Narya continues, explaining that rather than the Moon, she speaks with ghosts. Ruhr has never given much thought to ghosts, but he has Seen the dead in Her visions, and Narya’s confession is yet another embodiment of the strange magic that empowers so many in Beqanna. It’s met with a blink, and a then faint lift of his pale feathered brow as he considers - then quickly decides it not odd enough to remark upon.

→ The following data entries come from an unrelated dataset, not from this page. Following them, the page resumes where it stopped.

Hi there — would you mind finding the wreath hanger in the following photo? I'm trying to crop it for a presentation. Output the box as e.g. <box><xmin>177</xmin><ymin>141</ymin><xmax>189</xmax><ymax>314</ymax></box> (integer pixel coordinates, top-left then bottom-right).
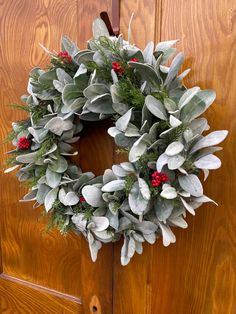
<box><xmin>100</xmin><ymin>0</ymin><xmax>120</xmax><ymax>36</ymax></box>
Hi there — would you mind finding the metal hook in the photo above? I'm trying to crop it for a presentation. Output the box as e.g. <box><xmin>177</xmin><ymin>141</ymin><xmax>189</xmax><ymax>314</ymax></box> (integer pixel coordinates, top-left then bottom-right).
<box><xmin>100</xmin><ymin>0</ymin><xmax>120</xmax><ymax>36</ymax></box>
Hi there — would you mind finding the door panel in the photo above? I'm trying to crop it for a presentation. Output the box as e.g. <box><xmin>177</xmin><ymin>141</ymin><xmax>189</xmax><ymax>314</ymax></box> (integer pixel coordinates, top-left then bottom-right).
<box><xmin>113</xmin><ymin>0</ymin><xmax>236</xmax><ymax>314</ymax></box>
<box><xmin>0</xmin><ymin>0</ymin><xmax>113</xmax><ymax>314</ymax></box>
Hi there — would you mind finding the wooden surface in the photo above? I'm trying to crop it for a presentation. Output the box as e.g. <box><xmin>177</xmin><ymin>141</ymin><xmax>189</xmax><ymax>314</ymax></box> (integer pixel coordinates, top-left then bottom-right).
<box><xmin>0</xmin><ymin>0</ymin><xmax>236</xmax><ymax>314</ymax></box>
<box><xmin>0</xmin><ymin>0</ymin><xmax>113</xmax><ymax>314</ymax></box>
<box><xmin>113</xmin><ymin>0</ymin><xmax>236</xmax><ymax>314</ymax></box>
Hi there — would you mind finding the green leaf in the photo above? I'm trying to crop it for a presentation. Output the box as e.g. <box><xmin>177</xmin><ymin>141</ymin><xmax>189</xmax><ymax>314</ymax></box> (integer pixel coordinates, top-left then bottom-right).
<box><xmin>178</xmin><ymin>174</ymin><xmax>203</xmax><ymax>197</ymax></box>
<box><xmin>44</xmin><ymin>188</ymin><xmax>58</xmax><ymax>212</ymax></box>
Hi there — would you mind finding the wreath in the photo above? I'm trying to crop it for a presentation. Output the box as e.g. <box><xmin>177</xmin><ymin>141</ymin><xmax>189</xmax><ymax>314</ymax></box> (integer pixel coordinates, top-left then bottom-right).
<box><xmin>5</xmin><ymin>19</ymin><xmax>228</xmax><ymax>265</ymax></box>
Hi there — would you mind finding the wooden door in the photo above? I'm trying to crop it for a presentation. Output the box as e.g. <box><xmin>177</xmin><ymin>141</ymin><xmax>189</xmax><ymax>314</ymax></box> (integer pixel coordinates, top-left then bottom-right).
<box><xmin>113</xmin><ymin>0</ymin><xmax>236</xmax><ymax>314</ymax></box>
<box><xmin>0</xmin><ymin>0</ymin><xmax>113</xmax><ymax>314</ymax></box>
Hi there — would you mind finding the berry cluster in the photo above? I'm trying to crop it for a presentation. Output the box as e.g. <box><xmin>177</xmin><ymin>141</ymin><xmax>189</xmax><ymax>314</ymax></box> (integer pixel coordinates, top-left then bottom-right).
<box><xmin>130</xmin><ymin>58</ymin><xmax>139</xmax><ymax>62</ymax></box>
<box><xmin>57</xmin><ymin>51</ymin><xmax>72</xmax><ymax>63</ymax></box>
<box><xmin>17</xmin><ymin>137</ymin><xmax>30</xmax><ymax>149</ymax></box>
<box><xmin>111</xmin><ymin>61</ymin><xmax>125</xmax><ymax>75</ymax></box>
<box><xmin>152</xmin><ymin>171</ymin><xmax>169</xmax><ymax>187</ymax></box>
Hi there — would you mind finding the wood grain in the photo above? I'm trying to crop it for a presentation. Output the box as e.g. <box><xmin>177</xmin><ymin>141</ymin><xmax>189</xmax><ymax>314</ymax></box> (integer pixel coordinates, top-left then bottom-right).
<box><xmin>0</xmin><ymin>275</ymin><xmax>83</xmax><ymax>314</ymax></box>
<box><xmin>151</xmin><ymin>0</ymin><xmax>236</xmax><ymax>314</ymax></box>
<box><xmin>114</xmin><ymin>0</ymin><xmax>236</xmax><ymax>314</ymax></box>
<box><xmin>0</xmin><ymin>0</ymin><xmax>113</xmax><ymax>314</ymax></box>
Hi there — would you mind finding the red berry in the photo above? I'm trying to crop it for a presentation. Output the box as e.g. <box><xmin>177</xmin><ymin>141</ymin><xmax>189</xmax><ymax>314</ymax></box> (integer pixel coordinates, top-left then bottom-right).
<box><xmin>57</xmin><ymin>51</ymin><xmax>72</xmax><ymax>63</ymax></box>
<box><xmin>151</xmin><ymin>171</ymin><xmax>169</xmax><ymax>187</ymax></box>
<box><xmin>111</xmin><ymin>61</ymin><xmax>125</xmax><ymax>75</ymax></box>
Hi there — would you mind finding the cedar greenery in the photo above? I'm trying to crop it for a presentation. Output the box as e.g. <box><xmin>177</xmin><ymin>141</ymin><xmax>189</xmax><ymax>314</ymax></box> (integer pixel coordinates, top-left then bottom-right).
<box><xmin>3</xmin><ymin>19</ymin><xmax>227</xmax><ymax>265</ymax></box>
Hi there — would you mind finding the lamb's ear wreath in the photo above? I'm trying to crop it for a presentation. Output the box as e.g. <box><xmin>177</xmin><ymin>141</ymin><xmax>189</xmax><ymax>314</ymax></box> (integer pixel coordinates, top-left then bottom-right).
<box><xmin>6</xmin><ymin>19</ymin><xmax>228</xmax><ymax>265</ymax></box>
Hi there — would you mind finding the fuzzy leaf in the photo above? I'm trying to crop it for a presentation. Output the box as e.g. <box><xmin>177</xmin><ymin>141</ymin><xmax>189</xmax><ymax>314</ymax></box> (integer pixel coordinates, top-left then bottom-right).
<box><xmin>178</xmin><ymin>174</ymin><xmax>203</xmax><ymax>197</ymax></box>
<box><xmin>191</xmin><ymin>130</ymin><xmax>228</xmax><ymax>153</ymax></box>
<box><xmin>46</xmin><ymin>168</ymin><xmax>61</xmax><ymax>189</ymax></box>
<box><xmin>44</xmin><ymin>188</ymin><xmax>58</xmax><ymax>212</ymax></box>
<box><xmin>165</xmin><ymin>141</ymin><xmax>184</xmax><ymax>156</ymax></box>
<box><xmin>82</xmin><ymin>185</ymin><xmax>104</xmax><ymax>207</ymax></box>
<box><xmin>194</xmin><ymin>155</ymin><xmax>221</xmax><ymax>169</ymax></box>
<box><xmin>145</xmin><ymin>95</ymin><xmax>167</xmax><ymax>120</ymax></box>
<box><xmin>102</xmin><ymin>180</ymin><xmax>125</xmax><ymax>192</ymax></box>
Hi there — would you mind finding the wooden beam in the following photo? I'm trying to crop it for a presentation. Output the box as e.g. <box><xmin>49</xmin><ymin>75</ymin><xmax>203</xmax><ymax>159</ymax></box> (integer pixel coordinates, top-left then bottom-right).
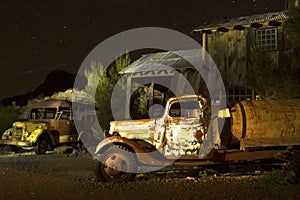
<box><xmin>240</xmin><ymin>136</ymin><xmax>300</xmax><ymax>151</ymax></box>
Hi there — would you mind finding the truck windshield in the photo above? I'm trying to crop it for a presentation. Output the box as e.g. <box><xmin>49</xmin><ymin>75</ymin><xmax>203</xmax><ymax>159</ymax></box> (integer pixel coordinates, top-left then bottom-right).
<box><xmin>169</xmin><ymin>101</ymin><xmax>201</xmax><ymax>118</ymax></box>
<box><xmin>30</xmin><ymin>108</ymin><xmax>56</xmax><ymax>120</ymax></box>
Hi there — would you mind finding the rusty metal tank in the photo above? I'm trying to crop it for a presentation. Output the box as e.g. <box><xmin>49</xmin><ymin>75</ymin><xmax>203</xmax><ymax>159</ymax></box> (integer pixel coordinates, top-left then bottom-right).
<box><xmin>221</xmin><ymin>99</ymin><xmax>300</xmax><ymax>146</ymax></box>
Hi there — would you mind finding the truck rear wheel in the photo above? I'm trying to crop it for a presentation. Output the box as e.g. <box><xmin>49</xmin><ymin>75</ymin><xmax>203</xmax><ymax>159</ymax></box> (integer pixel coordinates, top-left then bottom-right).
<box><xmin>34</xmin><ymin>136</ymin><xmax>48</xmax><ymax>155</ymax></box>
<box><xmin>95</xmin><ymin>145</ymin><xmax>137</xmax><ymax>183</ymax></box>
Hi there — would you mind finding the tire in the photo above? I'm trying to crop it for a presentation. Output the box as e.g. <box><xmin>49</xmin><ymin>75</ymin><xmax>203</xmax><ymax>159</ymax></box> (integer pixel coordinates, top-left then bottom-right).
<box><xmin>34</xmin><ymin>136</ymin><xmax>49</xmax><ymax>155</ymax></box>
<box><xmin>95</xmin><ymin>145</ymin><xmax>137</xmax><ymax>183</ymax></box>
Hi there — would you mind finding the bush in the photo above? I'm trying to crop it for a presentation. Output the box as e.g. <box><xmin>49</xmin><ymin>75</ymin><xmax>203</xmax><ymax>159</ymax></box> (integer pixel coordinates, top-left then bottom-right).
<box><xmin>262</xmin><ymin>169</ymin><xmax>297</xmax><ymax>185</ymax></box>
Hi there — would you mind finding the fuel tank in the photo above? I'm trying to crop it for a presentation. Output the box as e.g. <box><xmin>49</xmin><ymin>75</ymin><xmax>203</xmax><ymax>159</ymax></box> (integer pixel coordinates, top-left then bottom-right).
<box><xmin>221</xmin><ymin>99</ymin><xmax>300</xmax><ymax>146</ymax></box>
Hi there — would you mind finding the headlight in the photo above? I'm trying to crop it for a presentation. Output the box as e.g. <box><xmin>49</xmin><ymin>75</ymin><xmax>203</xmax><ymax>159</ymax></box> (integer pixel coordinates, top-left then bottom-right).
<box><xmin>5</xmin><ymin>131</ymin><xmax>12</xmax><ymax>136</ymax></box>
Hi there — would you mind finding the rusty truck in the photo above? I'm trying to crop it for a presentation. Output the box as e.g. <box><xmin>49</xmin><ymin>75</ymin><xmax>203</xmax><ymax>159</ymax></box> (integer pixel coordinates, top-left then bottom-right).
<box><xmin>94</xmin><ymin>95</ymin><xmax>300</xmax><ymax>182</ymax></box>
<box><xmin>0</xmin><ymin>100</ymin><xmax>96</xmax><ymax>155</ymax></box>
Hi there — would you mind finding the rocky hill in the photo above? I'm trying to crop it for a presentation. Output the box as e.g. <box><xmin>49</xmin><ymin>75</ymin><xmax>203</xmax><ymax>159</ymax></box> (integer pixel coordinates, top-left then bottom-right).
<box><xmin>1</xmin><ymin>70</ymin><xmax>85</xmax><ymax>106</ymax></box>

‘What kind of things does she say to you’. He blinks rheumy eyes, suddenly trying to remember what they’d been talking about.
Who she was.
That must be remarkable - it had been, he was.
Blank.
She’s still speaking, and sounds admiring, so he must not have been lost too long in whatever place his thoughts had taken him. At this phase of the moon, it can be seconds or hours, pausing midstep to let the magic of immortality heal the incessant degradation of advanced age, to restart his heart, rebuild his lungs, repair his thoughts.
This is Ruhr’s least favorite age to be and he swears he’s been this age for a decade now - unchanging. But can he trust his memory, or is that new as well?
‘What kind of things does she say to you.’ “She speaks to me of the future.” He replies truthfully, his voice rasping and dry. “All of the futures, though mostly of my own.” That he does not have much of a future seems apparent. The old stallion gingerly adjusts his neck, uncomfortable from his earlier efforts at civility.
He can feel himself slipping again, and he does not want to. He asks Her for a moment, for a sign, for proof of anything at all. He knows better than to test Her, but he’s mostly dead anyway and She seems unlikely to remember him.
“Would you like me to look for your future?” There’s a brightness to his rheumy eyes now, the intensity of his avian gaze warming. She has never denied him a Vision for another. He has not asked Her for one in ages, not since She began to ignore his calls.